Changes of intrinsic Trp fluorescence of OCP associated with OCP^R-OCP^O conversion. (A) a typical set of 400 fluorescence decay kinetics normalized to maximum intensity measured at 10 °C successively after switching off the actinic light, causing conversion of OCP from the red to the orange form. Black lines indicate the levels of fluorescence intensity. (B) time courses of fluorescence intensity changes at 350 nm upon the OCP^R-OCP^O transition at temperatures indicated by different colors as described in the inset (values in °C). Each experimental point was obtained by integration of the corresponding Trp fluorescence decay curve. Note the logarithmic scales of both axes. (C) normalized Trp fluorescence decay kinetics of the photoactivated (OCP^R) and back-converted (OCP^O, after 60 minutes in the dark) protein. The experiment was conducted at 15 °C. (D) Arrhenius plots for the OCP^R-OCP^O relaxation measured as absorption changes at 550 nm (Abs, blue circles), changes of Trp fluorescence intensity (Trp fl, red squares) and changes of average Trp fluorescence lifetime (EET, open circles) calculated from the data presented in (B). (E) characteristic time courses of OCP^R-OCP^O transitions of OCP measured as changes of carotenoprotein absorption (blue) at 550 nm, and Trp fluorescence intensity (red circles) and lifetime (or EET, open circles) at 350 nm. Transitions were measured at 15 °C, the concentration of the sample was identical for fluorescence and absorption measurements. The values of O.D., fluorescence intensity and lifetimes were normalized to unity. The time-course of the static quenching (red squares) was calculated from the changes of overall fluorescence intensity $\frac{Fl(t)}{{Fl}_R}$ and average lifetimes $\frac{\tau (t)}{{\tau }_R}$ as $\frac{Q(t)}{Q_R}=1-\frac{\tau (t)}{{\tau }_R}+\frac{Fl(t)}{{Fl}_R}$ .

Figure 3

Effects of phosphate on OCP^W288A. (A) absorption spectrum of OCP^W288A in 0.8 M phosphate buffer. The spectrum represents a mixture of orange and violet forms. The dotted line shows the absorption spectrum of the OCP^Y201A/W288A mutant, which is identical to the initially purple OCP^W288A, but not sensitive to phosphate. The inset shows images of cuvettes containing solutions of OCP^W288A in buffers with different phosphate concentration (indicated) . (B) photocycle of OCP^W288A measured as changes of O.D. at 550 nm upon illumination by actinic light. (C) Raman spectra of OCP^W288A without and with phosphate. (D) photoactivity of wild-type OCP and the OCP^W288A mutant at different phosphate concentrations. Photoactivity was determined as changes of O.D. at 550 nm normalized to the carotenoid concentration in the sample. Maximum changes of O.D. at 550 nm for wild-type OCP in the absence of phosphate were set to 100%.

Figure 4

Quenching of Trp fluorescence in OCP and COCP by the carotenoid cofactor and iodide. (A) location of all Trp residues and Tyr-201 in the crystal structure of OCP in the orange state (PDB:3MG1). The carotenoid is shown by orange spheres, Trp residues and Tyr-201 are shown as violet and pink sticks, respectively. (B) fluorescence decay kinetics of COCP (violet) and Apo-COCP (black) measured at 25 °C. The protein concentrations were equal in both samples. (C,D) quenching of OCP^O and OCP^R Trp fluorescence by increasing concentrations of iodide.
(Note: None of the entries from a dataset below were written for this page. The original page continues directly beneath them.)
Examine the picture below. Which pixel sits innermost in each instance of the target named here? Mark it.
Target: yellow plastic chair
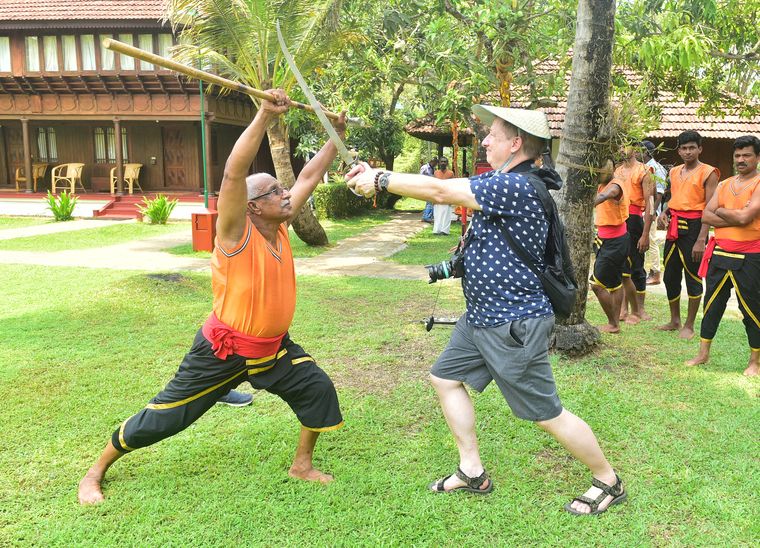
(70, 173)
(131, 174)
(38, 172)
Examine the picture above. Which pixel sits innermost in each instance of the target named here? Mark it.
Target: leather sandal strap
(611, 490)
(593, 504)
(439, 485)
(474, 483)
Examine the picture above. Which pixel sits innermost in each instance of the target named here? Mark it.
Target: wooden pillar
(27, 154)
(207, 135)
(119, 158)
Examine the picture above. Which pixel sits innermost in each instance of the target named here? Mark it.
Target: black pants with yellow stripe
(634, 265)
(202, 379)
(742, 272)
(679, 262)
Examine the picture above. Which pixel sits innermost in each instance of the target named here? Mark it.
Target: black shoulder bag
(557, 278)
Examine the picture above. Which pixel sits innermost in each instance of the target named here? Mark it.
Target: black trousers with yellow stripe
(202, 379)
(634, 266)
(742, 272)
(679, 263)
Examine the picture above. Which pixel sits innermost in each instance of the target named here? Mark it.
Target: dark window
(105, 145)
(47, 146)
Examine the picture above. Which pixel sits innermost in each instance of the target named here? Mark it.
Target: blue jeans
(427, 213)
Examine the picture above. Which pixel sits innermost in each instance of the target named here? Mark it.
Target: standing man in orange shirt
(246, 335)
(612, 247)
(640, 187)
(732, 258)
(691, 187)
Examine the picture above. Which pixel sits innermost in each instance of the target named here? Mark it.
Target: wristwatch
(383, 180)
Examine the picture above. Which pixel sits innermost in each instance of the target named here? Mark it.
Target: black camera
(451, 268)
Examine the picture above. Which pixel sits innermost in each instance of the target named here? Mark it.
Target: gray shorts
(515, 355)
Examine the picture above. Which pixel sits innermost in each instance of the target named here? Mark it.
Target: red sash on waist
(732, 246)
(673, 225)
(225, 341)
(611, 231)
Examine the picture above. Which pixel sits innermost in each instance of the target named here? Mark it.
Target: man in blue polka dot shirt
(504, 335)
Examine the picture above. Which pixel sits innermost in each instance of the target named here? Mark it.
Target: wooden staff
(207, 77)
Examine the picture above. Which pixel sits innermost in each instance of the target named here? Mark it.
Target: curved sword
(334, 137)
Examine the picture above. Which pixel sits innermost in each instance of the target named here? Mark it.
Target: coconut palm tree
(238, 38)
(581, 150)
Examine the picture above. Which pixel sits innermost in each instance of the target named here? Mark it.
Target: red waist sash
(611, 231)
(225, 341)
(673, 225)
(732, 246)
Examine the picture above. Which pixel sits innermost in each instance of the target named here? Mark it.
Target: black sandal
(617, 492)
(473, 484)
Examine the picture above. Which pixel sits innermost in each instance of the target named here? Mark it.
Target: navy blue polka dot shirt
(498, 286)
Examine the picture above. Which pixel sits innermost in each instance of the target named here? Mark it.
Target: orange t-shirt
(612, 212)
(727, 199)
(254, 284)
(633, 177)
(688, 193)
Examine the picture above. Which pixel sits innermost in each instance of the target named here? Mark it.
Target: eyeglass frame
(279, 189)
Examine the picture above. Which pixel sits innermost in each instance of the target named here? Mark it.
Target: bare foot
(686, 333)
(309, 474)
(89, 489)
(699, 360)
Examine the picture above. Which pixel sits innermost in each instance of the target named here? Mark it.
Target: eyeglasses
(278, 190)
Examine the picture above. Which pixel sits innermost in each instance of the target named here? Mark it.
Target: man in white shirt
(659, 174)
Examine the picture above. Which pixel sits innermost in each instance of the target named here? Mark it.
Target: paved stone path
(54, 228)
(357, 256)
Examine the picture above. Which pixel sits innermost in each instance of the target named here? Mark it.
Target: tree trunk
(305, 224)
(585, 126)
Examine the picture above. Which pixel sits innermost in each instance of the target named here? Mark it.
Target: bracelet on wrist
(384, 180)
(378, 174)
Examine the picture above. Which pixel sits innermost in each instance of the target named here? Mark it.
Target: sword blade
(334, 137)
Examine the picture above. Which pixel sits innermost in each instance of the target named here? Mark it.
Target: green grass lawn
(427, 248)
(92, 237)
(336, 229)
(74, 364)
(19, 222)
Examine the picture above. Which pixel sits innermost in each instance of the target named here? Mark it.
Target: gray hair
(254, 183)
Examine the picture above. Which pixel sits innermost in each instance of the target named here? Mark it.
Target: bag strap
(548, 204)
(520, 251)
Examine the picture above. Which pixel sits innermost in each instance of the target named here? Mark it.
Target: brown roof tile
(52, 10)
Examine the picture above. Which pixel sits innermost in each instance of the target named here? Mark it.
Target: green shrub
(62, 206)
(158, 209)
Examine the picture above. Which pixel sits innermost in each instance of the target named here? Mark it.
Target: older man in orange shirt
(246, 336)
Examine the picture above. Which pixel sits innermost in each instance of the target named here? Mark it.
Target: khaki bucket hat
(530, 121)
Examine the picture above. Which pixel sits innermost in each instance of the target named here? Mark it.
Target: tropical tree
(583, 149)
(238, 38)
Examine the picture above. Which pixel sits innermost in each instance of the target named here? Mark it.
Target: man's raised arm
(233, 194)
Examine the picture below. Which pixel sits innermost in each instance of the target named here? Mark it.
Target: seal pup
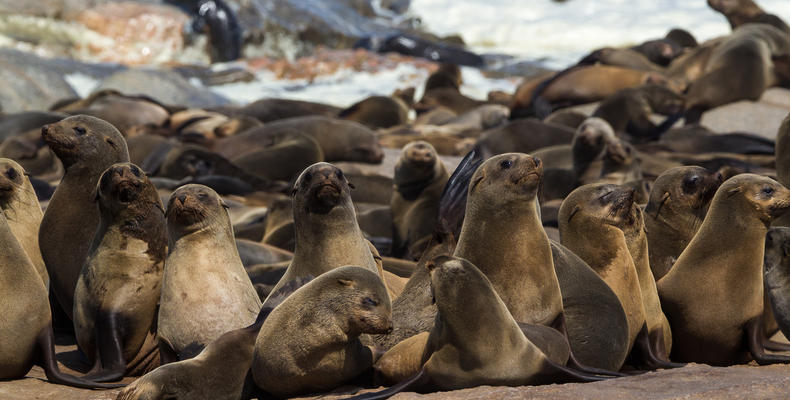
(310, 342)
(419, 180)
(26, 336)
(503, 236)
(325, 225)
(592, 222)
(657, 323)
(205, 289)
(720, 322)
(219, 372)
(677, 205)
(87, 146)
(115, 301)
(22, 210)
(479, 331)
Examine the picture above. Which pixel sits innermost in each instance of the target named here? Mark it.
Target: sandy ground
(691, 382)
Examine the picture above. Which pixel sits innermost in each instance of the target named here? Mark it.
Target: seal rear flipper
(167, 354)
(556, 373)
(418, 380)
(754, 340)
(46, 349)
(109, 349)
(643, 353)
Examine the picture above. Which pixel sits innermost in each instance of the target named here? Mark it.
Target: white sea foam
(563, 32)
(346, 87)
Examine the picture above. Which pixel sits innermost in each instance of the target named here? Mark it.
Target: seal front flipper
(418, 380)
(112, 365)
(754, 339)
(575, 364)
(166, 352)
(46, 348)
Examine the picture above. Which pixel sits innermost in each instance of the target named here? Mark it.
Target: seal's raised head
(507, 177)
(122, 186)
(757, 194)
(611, 204)
(321, 188)
(83, 137)
(12, 178)
(683, 189)
(194, 207)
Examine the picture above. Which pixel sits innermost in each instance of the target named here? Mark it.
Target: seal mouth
(325, 197)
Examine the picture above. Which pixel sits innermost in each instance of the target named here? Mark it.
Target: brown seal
(677, 205)
(205, 289)
(503, 236)
(325, 225)
(740, 12)
(339, 140)
(474, 327)
(741, 67)
(720, 322)
(26, 331)
(311, 343)
(87, 146)
(419, 180)
(219, 372)
(377, 112)
(21, 208)
(592, 222)
(117, 293)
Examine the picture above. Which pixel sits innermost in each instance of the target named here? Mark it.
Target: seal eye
(691, 182)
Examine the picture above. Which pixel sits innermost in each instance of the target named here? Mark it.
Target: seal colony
(261, 251)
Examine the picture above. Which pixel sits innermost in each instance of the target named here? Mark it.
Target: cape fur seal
(23, 212)
(26, 336)
(678, 202)
(325, 226)
(117, 293)
(205, 289)
(311, 343)
(419, 180)
(87, 146)
(475, 330)
(719, 322)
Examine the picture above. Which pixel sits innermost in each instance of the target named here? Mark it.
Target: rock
(762, 117)
(165, 86)
(140, 33)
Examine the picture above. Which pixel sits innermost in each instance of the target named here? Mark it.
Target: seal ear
(654, 210)
(477, 180)
(345, 282)
(575, 210)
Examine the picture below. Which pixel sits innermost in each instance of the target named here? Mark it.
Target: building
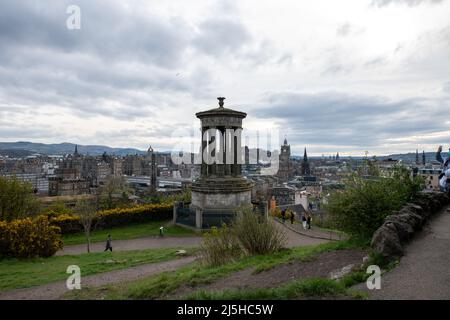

At each iodide concentration, picosecond fluorescence decays were measured. All experiments with iodide were carried out at 2 °C in order to reduce the rate of OCP^R to OCP^O back-conversion. (E) dependencies of quenching efficiency on iodide concentration calculated as changes of fluorescence intensities and average lifetimes from the data presented in panels C and D. (F) modified Stern-Volmer plots of Trp fluorescence quenching by iodide approximated by linear functions. The ordinate intercepts define the reciprocal values of the fraction of accessible Trp residues (f _a). The protein concentrations were equal in all samples.

Figure 5

Novel aspects of the OCP photocycle. See text for details.